Erbach/Darmstadt/Groß-Zimmern (dpa) - Zwei mutmaßliche Serienbrandstifter aus dem Odenwald haben ein Geständnis abgelegt.

Die 26 und 31 Jahre alten Brüder gaben zu, in den vergangenen vier Jahren in Erbach und Michelstadt 32 Brände in Kellern, Scheunen, Gartenhütten und Garagen gelegt zu haben, wie die Polizei jetzt mitteilte. Die räumliche Verteilung der Brände erstreckte sich sowohl auf die Kreisstadt, als auch auf deren Nachbarort. 19 Menschen wurden verletzt, meist durch giftigen Rauch. Es entstand ein Gesamtschaden von 1,5 Millionen Euro.
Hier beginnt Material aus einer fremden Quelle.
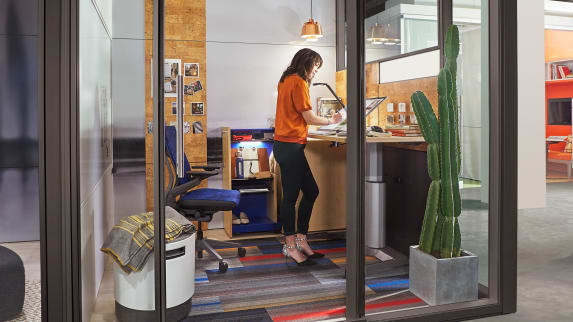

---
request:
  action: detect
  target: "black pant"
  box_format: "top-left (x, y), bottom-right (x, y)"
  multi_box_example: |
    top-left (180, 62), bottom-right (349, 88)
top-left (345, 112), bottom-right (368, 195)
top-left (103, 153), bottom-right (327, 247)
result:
top-left (273, 141), bottom-right (318, 236)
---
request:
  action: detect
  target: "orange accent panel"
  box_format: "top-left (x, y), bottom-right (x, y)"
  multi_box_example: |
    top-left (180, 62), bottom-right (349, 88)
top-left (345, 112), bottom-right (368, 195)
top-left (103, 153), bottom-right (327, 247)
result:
top-left (545, 82), bottom-right (573, 152)
top-left (547, 151), bottom-right (571, 160)
top-left (545, 29), bottom-right (573, 62)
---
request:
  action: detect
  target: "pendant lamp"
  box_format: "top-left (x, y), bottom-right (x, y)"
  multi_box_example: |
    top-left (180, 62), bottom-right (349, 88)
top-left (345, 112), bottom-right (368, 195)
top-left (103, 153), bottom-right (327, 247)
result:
top-left (300, 0), bottom-right (322, 41)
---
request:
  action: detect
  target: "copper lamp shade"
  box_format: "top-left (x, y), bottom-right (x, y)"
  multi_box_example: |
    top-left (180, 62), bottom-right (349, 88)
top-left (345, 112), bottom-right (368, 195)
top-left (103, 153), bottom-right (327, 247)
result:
top-left (300, 18), bottom-right (322, 41)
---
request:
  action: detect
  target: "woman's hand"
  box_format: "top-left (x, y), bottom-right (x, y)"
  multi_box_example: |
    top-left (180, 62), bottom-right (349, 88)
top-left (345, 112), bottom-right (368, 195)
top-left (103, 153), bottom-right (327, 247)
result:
top-left (330, 113), bottom-right (342, 124)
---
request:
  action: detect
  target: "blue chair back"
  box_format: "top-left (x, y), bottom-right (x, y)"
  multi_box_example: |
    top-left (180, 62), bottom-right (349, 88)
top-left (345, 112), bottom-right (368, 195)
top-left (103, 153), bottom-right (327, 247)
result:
top-left (165, 126), bottom-right (191, 185)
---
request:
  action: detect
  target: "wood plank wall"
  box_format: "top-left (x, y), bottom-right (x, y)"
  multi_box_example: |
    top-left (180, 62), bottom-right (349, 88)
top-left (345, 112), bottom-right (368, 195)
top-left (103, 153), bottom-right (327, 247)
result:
top-left (145, 0), bottom-right (208, 211)
top-left (378, 77), bottom-right (438, 127)
top-left (336, 63), bottom-right (438, 127)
Die Polizei untersucht, ob die Brüder aus Darmstadt und Michelstadt auch für die Brandstiftungen in Groß-Zimmern infrage kommen. Innerhalb weniger Wochen waren hier zumeist Gartenhütten, Holzunterstände und Schuppen angesteckt worden (wir haben berichtet). Derzeit gebe es hierzu aber noch keine Erkenntnisse.

Auch das Motiv sei noch nicht bekannt. „Hier muss nachermittelt werden“, sagte der Polizeisprecher. Mit der Feuerwehr hätten die Männer nichts zu tun. Die beiden sitzen in Untersuchungshaft.
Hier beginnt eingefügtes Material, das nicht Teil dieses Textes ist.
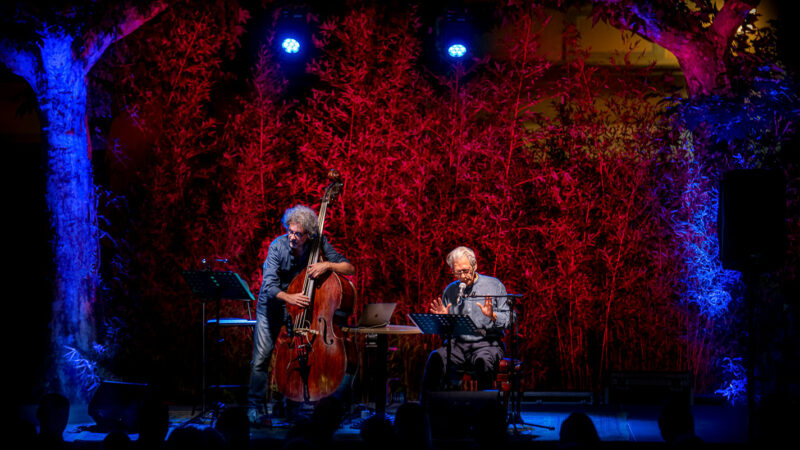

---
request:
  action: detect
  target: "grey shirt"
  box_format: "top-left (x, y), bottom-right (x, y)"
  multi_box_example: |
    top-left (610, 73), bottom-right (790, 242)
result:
top-left (442, 274), bottom-right (511, 342)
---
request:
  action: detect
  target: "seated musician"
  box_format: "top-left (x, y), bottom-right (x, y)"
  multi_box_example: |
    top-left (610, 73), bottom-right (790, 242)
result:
top-left (247, 205), bottom-right (355, 426)
top-left (422, 247), bottom-right (510, 393)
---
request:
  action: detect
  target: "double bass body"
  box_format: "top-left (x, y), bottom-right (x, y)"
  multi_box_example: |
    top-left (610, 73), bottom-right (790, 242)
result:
top-left (272, 170), bottom-right (355, 402)
top-left (273, 269), bottom-right (355, 402)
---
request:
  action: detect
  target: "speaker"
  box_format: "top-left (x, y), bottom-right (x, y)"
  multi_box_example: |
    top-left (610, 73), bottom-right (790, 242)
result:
top-left (717, 169), bottom-right (786, 272)
top-left (89, 381), bottom-right (149, 433)
top-left (424, 390), bottom-right (500, 438)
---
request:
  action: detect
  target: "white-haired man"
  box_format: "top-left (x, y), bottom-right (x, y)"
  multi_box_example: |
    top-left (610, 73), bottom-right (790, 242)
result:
top-left (247, 205), bottom-right (355, 426)
top-left (422, 246), bottom-right (511, 392)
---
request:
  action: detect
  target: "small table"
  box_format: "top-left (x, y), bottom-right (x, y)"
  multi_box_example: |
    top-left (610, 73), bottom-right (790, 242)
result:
top-left (342, 325), bottom-right (422, 417)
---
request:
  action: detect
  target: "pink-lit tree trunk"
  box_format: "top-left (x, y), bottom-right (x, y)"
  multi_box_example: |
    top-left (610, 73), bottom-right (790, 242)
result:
top-left (0, 1), bottom-right (167, 401)
top-left (593, 0), bottom-right (760, 96)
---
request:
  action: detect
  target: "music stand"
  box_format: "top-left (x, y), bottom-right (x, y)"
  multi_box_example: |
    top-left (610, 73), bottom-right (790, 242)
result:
top-left (181, 270), bottom-right (255, 416)
top-left (408, 313), bottom-right (481, 390)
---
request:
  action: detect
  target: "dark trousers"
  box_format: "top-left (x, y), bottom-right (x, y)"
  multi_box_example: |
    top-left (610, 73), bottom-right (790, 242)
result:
top-left (247, 301), bottom-right (286, 411)
top-left (422, 340), bottom-right (505, 392)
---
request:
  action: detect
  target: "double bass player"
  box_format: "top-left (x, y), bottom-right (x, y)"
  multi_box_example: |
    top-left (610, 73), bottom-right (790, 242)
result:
top-left (247, 205), bottom-right (355, 426)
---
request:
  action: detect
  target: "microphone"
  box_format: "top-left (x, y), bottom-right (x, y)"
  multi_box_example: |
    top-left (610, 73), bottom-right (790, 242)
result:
top-left (456, 282), bottom-right (467, 305)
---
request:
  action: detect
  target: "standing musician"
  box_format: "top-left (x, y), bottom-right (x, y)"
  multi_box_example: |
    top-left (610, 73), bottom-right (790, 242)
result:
top-left (247, 205), bottom-right (355, 426)
top-left (422, 247), bottom-right (510, 393)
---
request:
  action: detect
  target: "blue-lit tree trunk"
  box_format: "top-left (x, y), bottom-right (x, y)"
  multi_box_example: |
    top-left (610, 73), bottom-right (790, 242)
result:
top-left (0, 2), bottom-right (166, 402)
Die Verdächtigen waren den Angaben zufolge bereits nach Feuern an Ostern ins Visier der Polizei geraten. Der Verdacht gegen sie habe sich damals aber nicht erhärten lassen. Nach einem Brand in Michelstadt in der vergangenen Woche klickten dann die Handschellen. „Das war nicht Kommissar Zufall, sondern die Ermittlungsarbeit der Polizei“, betonte der Sprecher.

Die mutmaßlichen Brandstifter hätten die Gefährdung von Menschenleben in Kauf genommen. Sie zündeten den Ermittlungen zufolge Gegenstände an, die sie vor Ort fanden.